Learning Sequential Decisions from Multiple Sources via Group-Robust Markov Decision Processes
This work addresses robust planning for multi-site data in domains like healthcare, but it is incremental as it builds on existing distributionally robust MDPs with a novel structural twist.
The paper tackles the problem of learning robust sequential decision-making policies from offline, multi-site datasets with heterogeneity, by introducing a group-robust Markov decision process framework with feature-wise uncertainty sets and an offline algorithm, resulting in a provable suboptimality bound under a robust partial coverage assumption.

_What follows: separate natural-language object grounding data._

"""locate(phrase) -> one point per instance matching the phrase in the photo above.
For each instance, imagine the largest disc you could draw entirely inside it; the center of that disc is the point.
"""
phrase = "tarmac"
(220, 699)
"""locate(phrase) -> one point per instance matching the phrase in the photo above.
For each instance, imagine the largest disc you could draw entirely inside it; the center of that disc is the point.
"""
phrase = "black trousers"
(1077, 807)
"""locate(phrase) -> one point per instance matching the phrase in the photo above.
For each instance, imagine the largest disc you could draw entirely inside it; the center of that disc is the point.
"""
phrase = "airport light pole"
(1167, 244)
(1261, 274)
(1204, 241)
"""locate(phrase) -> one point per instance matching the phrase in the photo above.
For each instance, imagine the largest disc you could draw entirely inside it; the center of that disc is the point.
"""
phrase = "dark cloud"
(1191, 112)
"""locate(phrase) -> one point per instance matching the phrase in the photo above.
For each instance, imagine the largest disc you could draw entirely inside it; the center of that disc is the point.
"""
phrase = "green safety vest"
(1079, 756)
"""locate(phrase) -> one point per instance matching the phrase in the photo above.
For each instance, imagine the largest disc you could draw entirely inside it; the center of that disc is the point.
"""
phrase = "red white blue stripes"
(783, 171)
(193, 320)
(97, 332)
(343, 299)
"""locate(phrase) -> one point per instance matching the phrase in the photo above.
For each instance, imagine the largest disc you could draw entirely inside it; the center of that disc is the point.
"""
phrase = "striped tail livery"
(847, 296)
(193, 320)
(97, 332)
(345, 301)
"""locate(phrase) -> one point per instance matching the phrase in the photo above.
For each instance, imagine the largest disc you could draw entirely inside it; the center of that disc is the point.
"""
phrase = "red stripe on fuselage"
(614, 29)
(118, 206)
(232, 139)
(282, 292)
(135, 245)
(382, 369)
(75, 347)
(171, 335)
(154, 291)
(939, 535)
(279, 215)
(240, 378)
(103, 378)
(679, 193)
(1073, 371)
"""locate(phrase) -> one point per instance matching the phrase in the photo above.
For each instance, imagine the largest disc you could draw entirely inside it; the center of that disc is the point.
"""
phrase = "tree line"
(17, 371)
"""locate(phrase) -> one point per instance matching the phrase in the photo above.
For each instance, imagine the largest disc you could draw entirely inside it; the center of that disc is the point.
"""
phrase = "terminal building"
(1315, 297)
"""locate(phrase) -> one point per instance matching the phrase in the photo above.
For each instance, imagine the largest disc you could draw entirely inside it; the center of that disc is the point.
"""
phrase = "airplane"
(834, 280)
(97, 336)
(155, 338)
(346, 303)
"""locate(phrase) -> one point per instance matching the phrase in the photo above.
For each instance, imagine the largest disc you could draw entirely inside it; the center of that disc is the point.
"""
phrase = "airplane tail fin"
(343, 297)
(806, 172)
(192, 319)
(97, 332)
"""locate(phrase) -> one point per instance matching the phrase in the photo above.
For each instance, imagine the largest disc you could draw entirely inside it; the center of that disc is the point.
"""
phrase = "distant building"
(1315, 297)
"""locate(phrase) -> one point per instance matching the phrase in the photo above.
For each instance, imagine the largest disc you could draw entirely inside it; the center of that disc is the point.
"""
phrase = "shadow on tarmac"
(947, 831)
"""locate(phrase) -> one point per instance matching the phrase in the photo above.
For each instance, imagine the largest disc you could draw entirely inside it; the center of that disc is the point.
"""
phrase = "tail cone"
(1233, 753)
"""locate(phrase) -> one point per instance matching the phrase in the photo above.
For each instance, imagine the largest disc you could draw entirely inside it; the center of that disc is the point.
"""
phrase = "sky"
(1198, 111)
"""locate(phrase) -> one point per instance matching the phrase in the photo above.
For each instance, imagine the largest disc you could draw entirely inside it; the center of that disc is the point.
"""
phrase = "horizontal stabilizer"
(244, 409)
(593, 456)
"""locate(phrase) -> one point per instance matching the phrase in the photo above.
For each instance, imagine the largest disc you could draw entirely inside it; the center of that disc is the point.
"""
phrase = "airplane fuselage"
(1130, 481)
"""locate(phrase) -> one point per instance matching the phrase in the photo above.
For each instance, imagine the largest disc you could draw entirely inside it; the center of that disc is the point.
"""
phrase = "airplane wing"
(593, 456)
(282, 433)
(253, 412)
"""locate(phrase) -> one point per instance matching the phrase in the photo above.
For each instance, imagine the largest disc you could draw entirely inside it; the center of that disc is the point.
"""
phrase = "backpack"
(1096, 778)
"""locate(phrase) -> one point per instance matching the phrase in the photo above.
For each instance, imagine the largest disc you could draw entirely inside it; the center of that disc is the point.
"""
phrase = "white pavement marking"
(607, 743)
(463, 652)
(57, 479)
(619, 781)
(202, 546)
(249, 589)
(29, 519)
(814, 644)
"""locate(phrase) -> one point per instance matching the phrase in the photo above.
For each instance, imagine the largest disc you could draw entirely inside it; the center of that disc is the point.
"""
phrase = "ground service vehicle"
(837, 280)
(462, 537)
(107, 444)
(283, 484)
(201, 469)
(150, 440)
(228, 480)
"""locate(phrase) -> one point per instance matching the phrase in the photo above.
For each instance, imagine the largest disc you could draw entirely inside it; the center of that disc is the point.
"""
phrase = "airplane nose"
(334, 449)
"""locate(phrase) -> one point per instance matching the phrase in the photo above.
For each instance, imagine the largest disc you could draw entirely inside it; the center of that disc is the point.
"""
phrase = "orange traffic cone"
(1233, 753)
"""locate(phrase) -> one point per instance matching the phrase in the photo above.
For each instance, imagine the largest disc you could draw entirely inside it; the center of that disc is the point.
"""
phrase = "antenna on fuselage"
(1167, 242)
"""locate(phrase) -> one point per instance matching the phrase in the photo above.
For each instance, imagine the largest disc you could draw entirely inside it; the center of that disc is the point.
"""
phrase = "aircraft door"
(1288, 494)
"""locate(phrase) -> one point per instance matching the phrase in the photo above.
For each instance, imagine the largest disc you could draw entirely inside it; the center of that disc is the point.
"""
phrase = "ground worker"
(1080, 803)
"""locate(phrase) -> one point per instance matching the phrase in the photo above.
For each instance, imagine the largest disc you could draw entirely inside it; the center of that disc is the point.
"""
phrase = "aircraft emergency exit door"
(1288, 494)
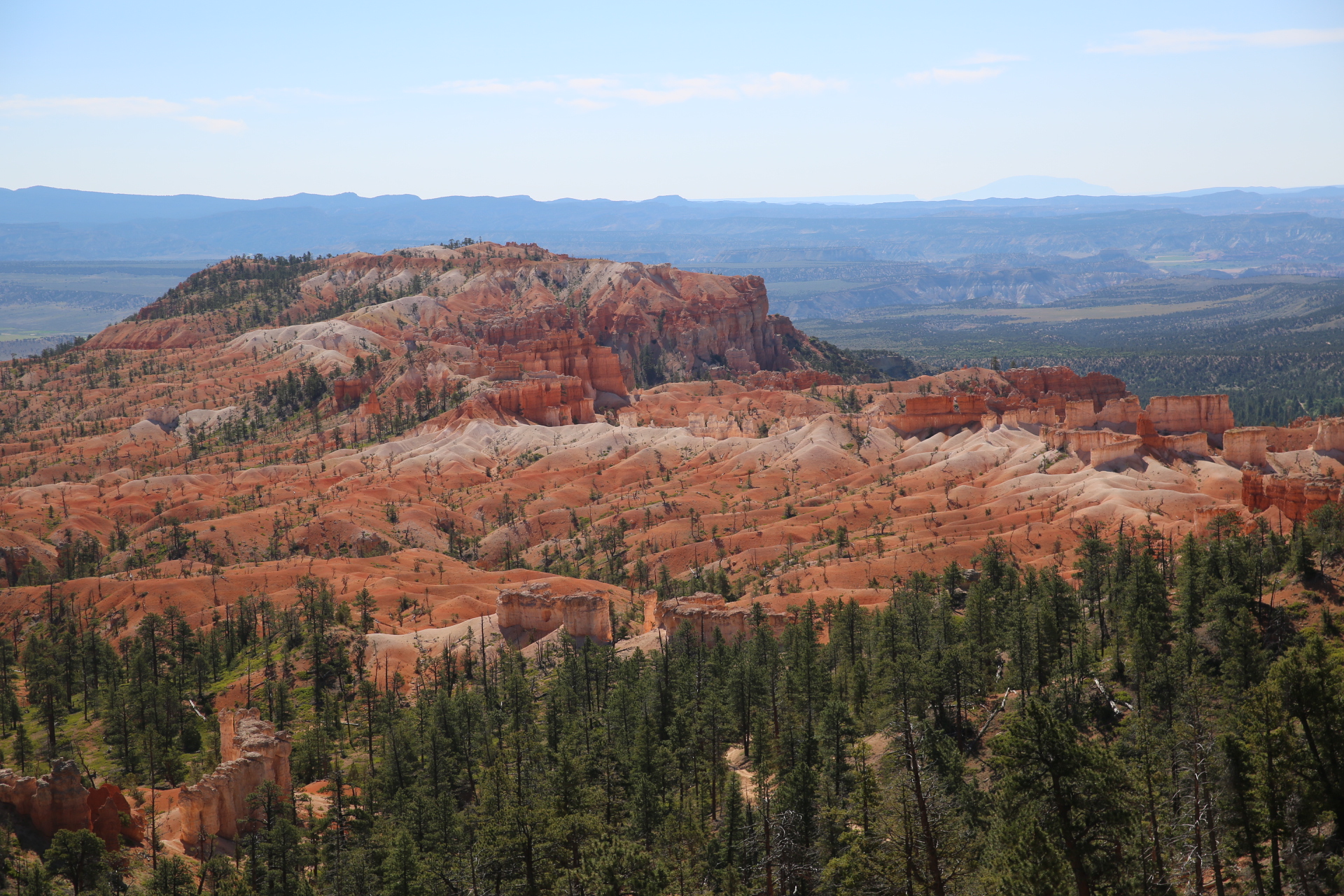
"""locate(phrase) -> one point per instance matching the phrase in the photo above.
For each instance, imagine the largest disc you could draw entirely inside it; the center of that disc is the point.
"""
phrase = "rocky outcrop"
(1294, 496)
(546, 399)
(790, 381)
(20, 548)
(708, 614)
(1190, 413)
(174, 332)
(253, 752)
(1038, 383)
(1246, 445)
(534, 610)
(55, 801)
(111, 817)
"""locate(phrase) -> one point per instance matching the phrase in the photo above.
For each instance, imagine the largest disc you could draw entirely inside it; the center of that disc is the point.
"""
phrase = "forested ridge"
(1163, 722)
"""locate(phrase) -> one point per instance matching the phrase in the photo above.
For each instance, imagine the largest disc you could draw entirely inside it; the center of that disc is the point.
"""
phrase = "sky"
(635, 99)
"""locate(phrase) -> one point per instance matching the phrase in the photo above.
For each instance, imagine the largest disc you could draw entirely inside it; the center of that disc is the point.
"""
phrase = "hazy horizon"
(620, 102)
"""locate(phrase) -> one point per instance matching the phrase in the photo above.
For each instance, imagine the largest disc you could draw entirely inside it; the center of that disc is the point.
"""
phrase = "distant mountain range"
(50, 223)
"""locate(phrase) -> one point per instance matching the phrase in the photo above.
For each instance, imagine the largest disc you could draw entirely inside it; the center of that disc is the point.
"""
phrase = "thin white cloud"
(585, 105)
(491, 88)
(951, 76)
(116, 108)
(216, 125)
(94, 106)
(990, 58)
(1202, 39)
(600, 93)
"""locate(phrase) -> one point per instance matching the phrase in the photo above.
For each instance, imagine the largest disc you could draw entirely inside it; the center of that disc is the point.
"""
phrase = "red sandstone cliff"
(536, 610)
(253, 752)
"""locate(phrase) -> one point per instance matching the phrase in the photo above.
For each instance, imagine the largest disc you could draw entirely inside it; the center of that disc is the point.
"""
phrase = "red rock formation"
(708, 614)
(174, 332)
(253, 752)
(1191, 413)
(1038, 383)
(55, 801)
(790, 381)
(1245, 445)
(111, 817)
(1294, 496)
(536, 610)
(350, 390)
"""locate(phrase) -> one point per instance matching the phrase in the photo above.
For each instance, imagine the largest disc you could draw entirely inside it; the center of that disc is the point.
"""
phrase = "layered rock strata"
(1294, 496)
(59, 801)
(710, 615)
(253, 752)
(536, 610)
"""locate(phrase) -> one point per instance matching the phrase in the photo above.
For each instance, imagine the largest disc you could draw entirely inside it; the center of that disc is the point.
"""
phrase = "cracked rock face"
(537, 612)
(253, 752)
(55, 801)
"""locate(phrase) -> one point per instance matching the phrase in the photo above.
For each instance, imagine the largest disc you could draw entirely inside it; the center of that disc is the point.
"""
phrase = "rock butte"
(253, 752)
(59, 801)
(536, 428)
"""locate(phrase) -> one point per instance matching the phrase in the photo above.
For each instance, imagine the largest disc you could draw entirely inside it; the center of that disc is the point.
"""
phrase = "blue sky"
(635, 99)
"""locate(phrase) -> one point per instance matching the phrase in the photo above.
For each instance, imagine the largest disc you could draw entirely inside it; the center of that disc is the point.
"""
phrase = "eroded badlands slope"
(436, 425)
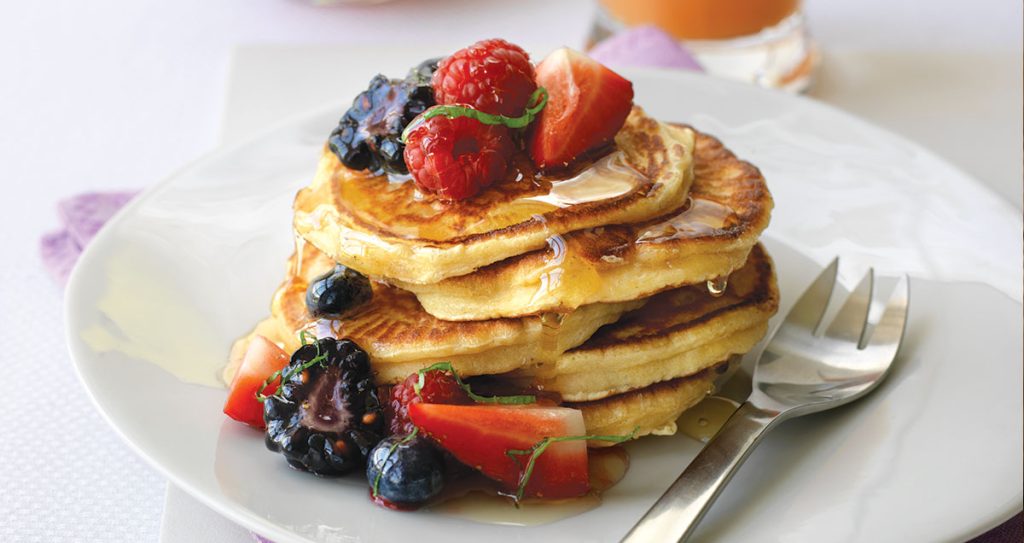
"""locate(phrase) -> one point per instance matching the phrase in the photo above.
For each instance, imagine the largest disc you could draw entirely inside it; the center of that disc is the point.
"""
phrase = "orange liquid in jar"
(702, 19)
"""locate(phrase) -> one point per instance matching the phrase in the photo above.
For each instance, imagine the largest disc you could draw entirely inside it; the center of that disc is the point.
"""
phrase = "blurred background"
(112, 94)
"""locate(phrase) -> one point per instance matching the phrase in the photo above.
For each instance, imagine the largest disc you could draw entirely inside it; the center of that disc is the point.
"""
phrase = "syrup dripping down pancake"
(708, 238)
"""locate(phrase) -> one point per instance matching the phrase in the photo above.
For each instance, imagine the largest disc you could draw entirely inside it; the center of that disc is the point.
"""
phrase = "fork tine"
(889, 332)
(809, 309)
(851, 321)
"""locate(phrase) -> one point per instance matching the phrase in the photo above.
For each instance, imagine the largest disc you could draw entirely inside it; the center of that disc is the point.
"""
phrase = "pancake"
(677, 333)
(709, 237)
(388, 230)
(648, 411)
(400, 338)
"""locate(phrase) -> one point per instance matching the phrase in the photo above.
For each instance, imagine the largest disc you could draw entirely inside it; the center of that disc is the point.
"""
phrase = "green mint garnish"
(542, 446)
(285, 376)
(539, 99)
(390, 451)
(446, 367)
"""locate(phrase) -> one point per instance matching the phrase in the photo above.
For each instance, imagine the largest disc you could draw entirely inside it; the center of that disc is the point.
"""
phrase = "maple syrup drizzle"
(481, 502)
(608, 177)
(705, 419)
(717, 286)
(699, 217)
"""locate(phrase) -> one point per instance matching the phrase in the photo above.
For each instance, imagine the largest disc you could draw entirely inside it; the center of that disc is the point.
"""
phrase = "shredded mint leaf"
(539, 99)
(542, 446)
(446, 367)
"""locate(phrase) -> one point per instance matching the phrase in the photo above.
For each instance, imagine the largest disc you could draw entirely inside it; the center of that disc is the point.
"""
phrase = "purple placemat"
(81, 216)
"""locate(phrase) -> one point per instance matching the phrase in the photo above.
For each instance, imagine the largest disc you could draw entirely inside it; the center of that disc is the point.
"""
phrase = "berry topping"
(500, 442)
(262, 361)
(457, 158)
(406, 470)
(369, 135)
(337, 291)
(326, 417)
(587, 106)
(493, 76)
(431, 386)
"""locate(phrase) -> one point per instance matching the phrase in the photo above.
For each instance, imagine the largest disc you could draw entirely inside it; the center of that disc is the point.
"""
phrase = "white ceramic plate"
(935, 454)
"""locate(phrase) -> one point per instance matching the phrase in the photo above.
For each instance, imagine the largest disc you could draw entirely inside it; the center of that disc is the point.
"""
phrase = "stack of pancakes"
(623, 286)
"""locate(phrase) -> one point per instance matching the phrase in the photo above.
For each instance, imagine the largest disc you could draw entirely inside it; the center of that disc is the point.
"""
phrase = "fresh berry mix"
(337, 291)
(492, 76)
(457, 158)
(369, 135)
(439, 386)
(404, 470)
(326, 417)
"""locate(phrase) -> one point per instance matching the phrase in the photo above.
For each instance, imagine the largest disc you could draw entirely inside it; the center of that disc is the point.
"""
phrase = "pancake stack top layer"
(391, 231)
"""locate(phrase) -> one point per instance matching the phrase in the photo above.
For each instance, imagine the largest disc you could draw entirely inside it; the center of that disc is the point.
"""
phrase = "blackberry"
(327, 418)
(369, 135)
(337, 291)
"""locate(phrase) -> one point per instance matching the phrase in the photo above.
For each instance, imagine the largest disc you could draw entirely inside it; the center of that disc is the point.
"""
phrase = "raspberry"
(457, 158)
(438, 387)
(493, 76)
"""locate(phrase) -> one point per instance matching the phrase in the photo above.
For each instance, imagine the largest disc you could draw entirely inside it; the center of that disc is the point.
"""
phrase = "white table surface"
(107, 94)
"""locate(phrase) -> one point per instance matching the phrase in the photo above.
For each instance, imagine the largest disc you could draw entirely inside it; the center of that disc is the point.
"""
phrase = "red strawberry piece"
(493, 76)
(587, 106)
(261, 361)
(457, 158)
(480, 436)
(438, 387)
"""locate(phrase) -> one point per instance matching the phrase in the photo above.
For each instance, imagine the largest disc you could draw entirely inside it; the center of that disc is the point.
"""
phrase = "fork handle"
(677, 512)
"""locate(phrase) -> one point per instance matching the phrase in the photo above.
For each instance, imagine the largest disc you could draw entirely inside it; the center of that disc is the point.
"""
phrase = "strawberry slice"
(261, 361)
(481, 436)
(587, 106)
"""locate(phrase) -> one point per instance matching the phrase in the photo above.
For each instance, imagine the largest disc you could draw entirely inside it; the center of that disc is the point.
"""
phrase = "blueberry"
(337, 291)
(411, 471)
(369, 134)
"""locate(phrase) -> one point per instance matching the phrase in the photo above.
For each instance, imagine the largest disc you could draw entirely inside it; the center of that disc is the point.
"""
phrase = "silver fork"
(802, 370)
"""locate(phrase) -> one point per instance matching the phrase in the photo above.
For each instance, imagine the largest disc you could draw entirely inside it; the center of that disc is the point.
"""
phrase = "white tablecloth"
(110, 94)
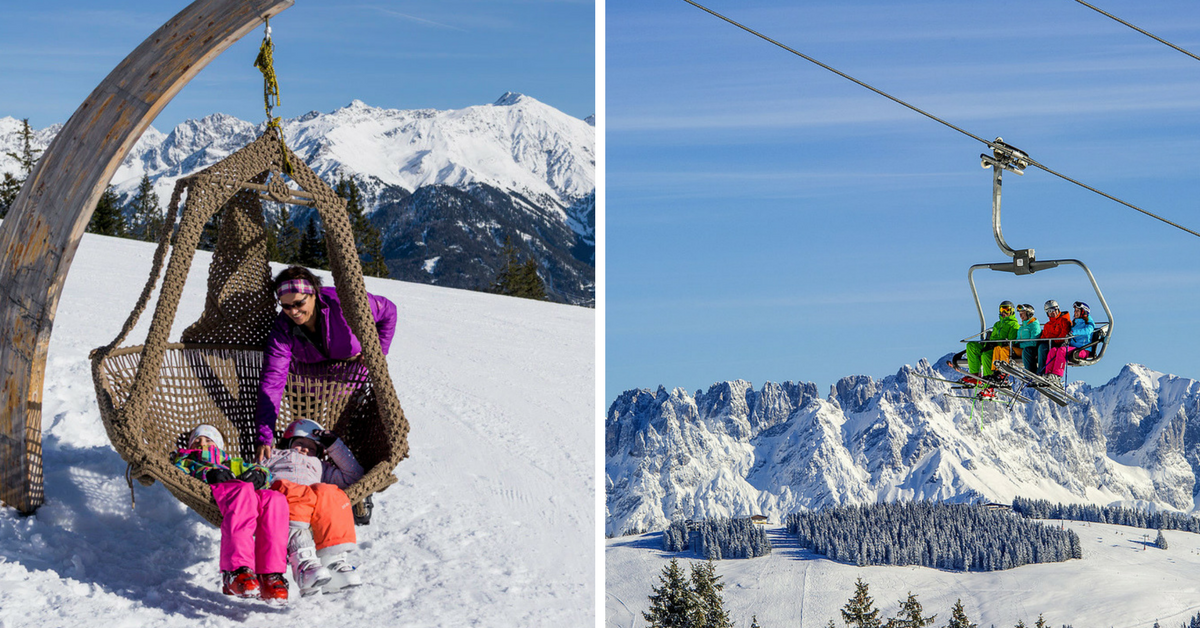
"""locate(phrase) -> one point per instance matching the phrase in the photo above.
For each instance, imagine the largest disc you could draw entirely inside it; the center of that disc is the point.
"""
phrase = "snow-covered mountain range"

We often collect data from multiple sites (e.g., hospitals) that share common structure but also exhibit heterogeneity. This paper aims to learn robust sequential decision-making policies from such offline, multi-site datasets. To model cross-site uncertainty, we study distributionally robust MDPs with a group-linear structure: all sites share a common feature map, and both the transition kernels and expected reward functions are linear in these shared features. We introduce feature-wise (d-rectangular) uncertainty sets, which preserve tractable robust Bellman recursions while maintaining key cross-site structure. Building on this, we then develop an offline algorithm based on pessimistic value iteration that includes: (i) per-site ridge regression for Bellman targets, (ii) feature-wise worst-case (row-wise minimization) aggregation, and (iii) a data-dependent pessimism penalty computed from the diagonals of the inverse design matrices. We further propose a cluster-level extension that pools similar sites to improve sample efficiency, guided by prior knowledge of site similarity. Under a robust partial coverage assumption, we prove a suboptimality bound for the resulting policy. Overall, our framework addresses multi-site learning with heterogeneous data sources and provides a principled approach to robust planning without relying on strong state-action rectangularity assumptions.